In 12 years of living in Melbourne, I've felt afraid just once, in Footscray around dusk. On Thursday, I was scared to walk down Lonsdale Street in the heart of the city.

I guess part of the fear comes because of the reaction by the authorities.

Nobody, but nobody, is willing to call a spade a spade and slam the perpetrators for what this is — latent racism in society coming to the fore. Everyone, the police first and foremost, is pussyfooting around the problem and trying to characterise the naked violence as anything but an expression of racial hostility.

As long as this goes on, we'll continue to see more of such senseless violence in the suburbs. And it will embolden others in other regions of the country who have feelings of the same kind to express themselves with sticks, stones and knives.

It amazes me that the authorities don't realise that the need of the hour is to out the cause. Yes, these savage beatings are one of the effects of a feeling of hostility within, fed by ill-informed radio jocks and others, over the perception that a foreign race is taking over the suburbs.

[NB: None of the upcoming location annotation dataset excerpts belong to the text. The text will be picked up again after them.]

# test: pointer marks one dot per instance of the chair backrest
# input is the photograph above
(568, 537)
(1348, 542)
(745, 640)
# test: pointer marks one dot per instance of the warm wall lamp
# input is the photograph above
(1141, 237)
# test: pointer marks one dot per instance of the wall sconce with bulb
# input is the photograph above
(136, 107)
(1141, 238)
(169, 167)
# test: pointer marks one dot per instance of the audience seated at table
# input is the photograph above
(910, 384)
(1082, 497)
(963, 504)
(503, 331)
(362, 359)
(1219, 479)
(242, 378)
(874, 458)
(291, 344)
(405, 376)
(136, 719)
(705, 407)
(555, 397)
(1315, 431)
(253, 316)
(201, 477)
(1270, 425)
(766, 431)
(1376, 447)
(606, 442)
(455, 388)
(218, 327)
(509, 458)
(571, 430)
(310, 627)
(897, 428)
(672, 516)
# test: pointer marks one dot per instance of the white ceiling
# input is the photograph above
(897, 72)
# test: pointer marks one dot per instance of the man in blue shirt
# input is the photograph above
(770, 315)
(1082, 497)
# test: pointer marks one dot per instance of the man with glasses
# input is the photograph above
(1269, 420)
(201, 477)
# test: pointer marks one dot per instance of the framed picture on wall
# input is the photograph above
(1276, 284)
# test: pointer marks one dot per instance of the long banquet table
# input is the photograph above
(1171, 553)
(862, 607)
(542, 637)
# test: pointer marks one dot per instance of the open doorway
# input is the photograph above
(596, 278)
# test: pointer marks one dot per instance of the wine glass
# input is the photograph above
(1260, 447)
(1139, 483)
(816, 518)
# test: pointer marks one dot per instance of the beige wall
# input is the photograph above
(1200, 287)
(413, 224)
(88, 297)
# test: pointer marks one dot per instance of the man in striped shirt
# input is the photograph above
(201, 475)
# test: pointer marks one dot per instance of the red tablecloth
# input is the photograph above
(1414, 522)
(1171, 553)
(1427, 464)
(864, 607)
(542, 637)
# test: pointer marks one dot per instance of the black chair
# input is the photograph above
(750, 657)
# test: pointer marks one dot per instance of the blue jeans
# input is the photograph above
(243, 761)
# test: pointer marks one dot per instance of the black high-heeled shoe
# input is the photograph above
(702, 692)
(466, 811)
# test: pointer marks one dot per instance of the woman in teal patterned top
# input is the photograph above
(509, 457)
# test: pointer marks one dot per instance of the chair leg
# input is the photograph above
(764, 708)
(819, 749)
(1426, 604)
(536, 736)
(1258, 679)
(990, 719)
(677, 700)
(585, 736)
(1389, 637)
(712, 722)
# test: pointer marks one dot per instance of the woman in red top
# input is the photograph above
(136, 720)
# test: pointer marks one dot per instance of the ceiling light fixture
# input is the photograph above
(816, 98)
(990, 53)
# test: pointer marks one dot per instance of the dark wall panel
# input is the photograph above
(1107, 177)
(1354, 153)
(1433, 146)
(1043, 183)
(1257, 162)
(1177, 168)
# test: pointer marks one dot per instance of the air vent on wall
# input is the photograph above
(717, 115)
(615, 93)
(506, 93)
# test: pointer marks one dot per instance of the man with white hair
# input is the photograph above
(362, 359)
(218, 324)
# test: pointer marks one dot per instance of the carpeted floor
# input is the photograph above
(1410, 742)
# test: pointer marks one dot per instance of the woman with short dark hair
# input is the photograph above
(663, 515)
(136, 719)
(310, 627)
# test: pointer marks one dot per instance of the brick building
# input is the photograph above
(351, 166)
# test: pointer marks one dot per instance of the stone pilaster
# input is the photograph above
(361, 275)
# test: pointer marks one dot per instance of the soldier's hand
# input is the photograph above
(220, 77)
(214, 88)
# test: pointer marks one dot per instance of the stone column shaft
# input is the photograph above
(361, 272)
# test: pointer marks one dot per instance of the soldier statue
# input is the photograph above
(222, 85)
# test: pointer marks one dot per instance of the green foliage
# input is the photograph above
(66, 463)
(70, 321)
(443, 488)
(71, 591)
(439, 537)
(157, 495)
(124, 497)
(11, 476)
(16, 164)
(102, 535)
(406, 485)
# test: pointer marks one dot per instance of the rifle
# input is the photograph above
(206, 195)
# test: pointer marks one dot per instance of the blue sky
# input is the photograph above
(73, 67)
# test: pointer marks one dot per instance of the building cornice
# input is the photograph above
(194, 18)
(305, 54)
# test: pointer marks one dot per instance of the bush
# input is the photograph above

Fears about a bunch of "inferior" people taking over all the jobs that otherwise would go to "Australians". About a group that is unwilling to be quiet and behave as migrants and visiting foreigners "should".

My biggest fear is that, if nothing is done to stop this scourge, if the authorities do not stand up and shout with one voice, then the violence will start to bear fruit. And the other side will begin to think that it should assert itself.

That would be really ugly. The Indian boys who are being beaten up have kept quiet so far. It would be a tragedy if they decided that enough was enough and took the law into their own hands.

And as these things generally happen, they would unerringly pick on a decent soul, one of those who form the majority of Melbourne's populace, a person who goes about his or her business without bothering others.

If that kind of reaction does take place, then the authorities in Melbourne would suddenly find themselves in the midst of a turf war that they have helped create.

When Pauline Hanson came up with her famous statement about Asians crowding the country, there were people like Jeff Kennett around, leaders who fearlessly condemned her for what she really was.

We don't see anything like that when Indians are being beaten up by the dozen. And unless we do, it is only going to get worse. Remaining in a state of denial in the belief that labelling racism for what it is will give Australia a bad name is only going to exacerbate the problem.